Окованный железом сундук снес на плече рослый парень с кучерявой бородкой, которого тоже не знал Верещага. Парень тут же вернулся на дощаник, прихватил там свою холщовую котомку и, ничего не потребовав с инородца за труд, затерялся в народе.

Дед еще постоял на берегу, пока гребцы сгружали с дощаника тяжелые мешки с сахаром и солью и скатывали бочки с осетровой икрой, затем тоже пошел в город. А едва поднялся к первой, кривой улочке посада — снова повстречал того же инородца. Конечно, это был не купец — много ли товара уместилось бы в его сподручном сундуке! — это был или посланный откуда-то переводчик-толмач, или знатный проезжий в другие земли. А Верещаге что? Хоть и важен гость, а дед смело шагнул к нему:

— Возьму на постой, ладно? — и узловатым желтым пальцем поскреб льняную бороденку.

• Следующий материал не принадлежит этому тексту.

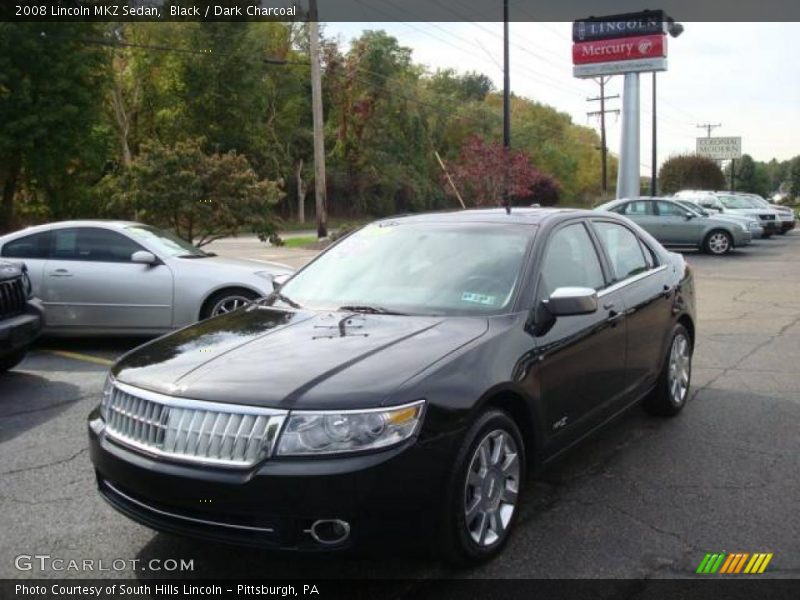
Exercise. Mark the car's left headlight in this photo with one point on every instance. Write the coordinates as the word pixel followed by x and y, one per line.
pixel 321 432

Инородец коротко посмотрел на Верещагу и согласно кивнул, а немного погодя они сидели в нищей, пропитанной кислым, тяжелым воздухом избушке. Расстегнув пуговицы малинового кафтана, инородец удобно привалился спиной к стене. На досужий дедов вопрос, откуда и кто он, ответил прямо:

— Из Москвы. Бил челом батюшке-государю, чтоб послал в Сибирь. А родом киргиз я, Ивашко Айканов.

Ивашко говорил неторопливо, с интересом разглядывая бобыльское курное жилье. В темном углу, налево от двери, затаилась облупленная глинобитная печка без трубы: дым уходил наружу через два узких оконца под потолком. За печкой была лежанка, тоже глинобитная, на лежанке — в изголовье пук сосновых лучин, и тут же все состояние Верещаги: рваный тюфяк, из которого топорщилась солома, да зипун, да еще облезлый бараний треух. Вдоль прокопченных стен тянулись лавки, неструганые и немытые.

— И отпустил меня государь на Красный Яр, потому как род мой и племя тут, в орде Киргизской.

— Зачем в Москву ездил?

Ивашко криво усмехнулся дотошным стариковским расспросам, легонько, одним пальцем, поправил тонкое полукружие черных, как смоль, усов:

— Пасынок я воеводы Акинфова.

— Спаси господи, как? — оторопело заморгал Верещага.

— Уж так вышло… Осиротел я. Пред кончиною отчим слово молвил прощальное, чтобы на Красном Яру служить мне государеву службу.

— Да может ли статься!

— Ты о чем, дедушка?

— Да неужто ты и есть тот Ивашко?..

— Я… — запнулся удивленный киргиз.

— Ты — Ивашко?

— Знаешь ли меня, дедушка?

Дед почесал у себя за ошкуром, некоторое время помолчал, сдвинув кустистые брови и справа и слева разглядывая своего постояльца, будто диковинку, затем сипло сказал:

— Эк вырос-то!

— Кто ты, дедушка? — подавшись вперед, спросил Ивашко.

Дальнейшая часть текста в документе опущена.